Upon receiving complaints of non-compliance of its code, to be notified soon, the insolvency regulator will probe allegations of wrong-doing against financial creditors who are part of the powerful CoC that decides on key issues like haircut. If the IBBI finds evidence of criminal irregularities, it will approach the special courts, set up under the provisions of the Companies Act, 2013, to punish the guilty, said the sources. The mechanism will ensure the CoC members abide by the rules and the stressed asset resolution process remains transparent.
“Since the IBBI is a general regulator responsible for the conduct of insolvency resolution in the country, complaints against the CoC will be looked into by it, and not sectoral regulators like RBI,” said one of the sources. The need for such a professional code assumed significance after a few cases tested the spirit of the Insolvency and Bankruptcy Code (IBC) in recent months.
For instance, in the case of Siva Industries Holding, the lenders accepted a one-time settlement by its former promoter, who had offered just 6.5% of the total debt, and filed a withdrawal application before the NCLT. In the case of Videocon, the NCLT had highlighted that the lenders were taking an almost 96% haircut and exclaimed that Twin Star Technologies’ offer was very close to the stressed firm’s liquidation value, which was meant to be confidential. The IBBI, which proposed the code of conduct for the CoC in a discussion paper last month, has received stakeholders’ comments.
Prescribing the dos and don’ts for the CoC members, the IBBI has suggested that they maintain integrity and ensure decisions are made without any bias, favour, fear, coercion, undue influence or conflict of interest. They must not misrepresent facts or influence the CoC’s decision to benefit related parties. They have to disclose conflict of interests and they won’t acquire assets of the corporate debtor even indirectly nor will they permit their relatives to do so without disclosing it to stakeholders.
They must try to ensure that timelines, stipulated by the IBC rules and regulations, are adhered to and strive to protect the debtor as a running business or preserve it asset value.
Analysts have said the code will instil much-needed discipline into the members who wield enormous power, make them more accountable and lend transparency to the resolution process under the IBC. Importantly, the CoC will be required to ensure “complete confidentiality of information that they receive or come across as part of the process at all times”. “It shall not share any information with any person who is not authorised to receive such information and without the consent of the relevant parties or as required by law,” the IBBI’s discussion paper has said.
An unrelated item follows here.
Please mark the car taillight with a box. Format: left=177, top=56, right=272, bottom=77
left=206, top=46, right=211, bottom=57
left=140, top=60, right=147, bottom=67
They will have to try and protect the stressed firm as a running business and preserve the value of its assets.
Making a case for the code of conduct, the IBBI paper said while other stakeholders —insolvency professionals, valuers and information utilities —are regulated entities, “the CoC functions in an unregulated environment”. “On several occasions questions have been raised in various fora about the action of CoC being detrimental to objectives of the Code,” it added.